Over six months ago, Google announced it would start phasing out support for Internet Explorer 6 on Orkut and YouTube, and started pushing its users to modern browsers. The search giant has now given a specific kill date for old browser support on the video website via a page on Google.com titled Solve a Problem: Upgrading your browser:
Support stops on March 13th. Stopped support essentially means that some future features on YouTube will be rolled out that won't work in older browsers.
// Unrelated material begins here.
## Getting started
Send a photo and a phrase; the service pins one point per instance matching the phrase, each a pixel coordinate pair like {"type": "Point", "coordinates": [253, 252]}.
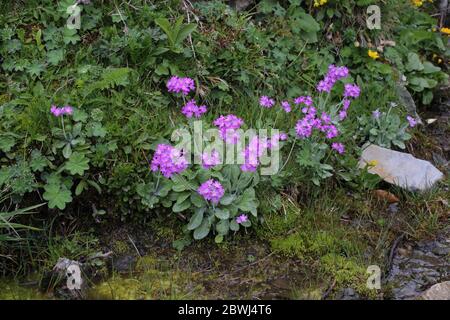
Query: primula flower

As you can see in the screenshot above, YouTube will have an interstitial appear when users on older browser try to watch a video on YouTube. Google says the interstitial will show up indefinitely every two weeks until the user upgrades to the most recent version of their browser. Google deems anything below IE7, Firefox 3.0, Chrome 4.0, and Safari 3.0 as an "older browser." Users on these browsers will still be able to watch YouTube videos, but additional features that Google plans to roll out may not be supported in these older browsers.
Late last month, Google announced it will end old browser support for Google Docs and Google Sites on March 1, 2010 and earlier this month, the company announced it would start to phase out support for these browsers for Google Mail and Google Calendar by year end. Google is pushing both enterprise and consumer users towards newer browsers on all its Web properties.
Google's stance on IE6 varies from Microsoft's because the search giant does not need to support Windows XP, the operating system with which IE6 first shipped, as long as Redmond (which will support XP and IE6 until April 8, 2014). Microsoft, on the other hand, which has stated time and time again that it wants to see IE6 disappear as much as anyone else, refuses to force anyone to upgrade (though it's worth noting that the software giant's Office Web Apps won't support IE6 either, just like Google Docs) and says the decision is ultimately up to the user.
Microsoft is trying to push users to upgrade by touting IE8's many features over IE6, particularly in the area of security. So far, this has worked relatively well, as IE8 is the most popular browser, although IE6 is still used by about 20 percent of surfers worldwide, according to NetApplications.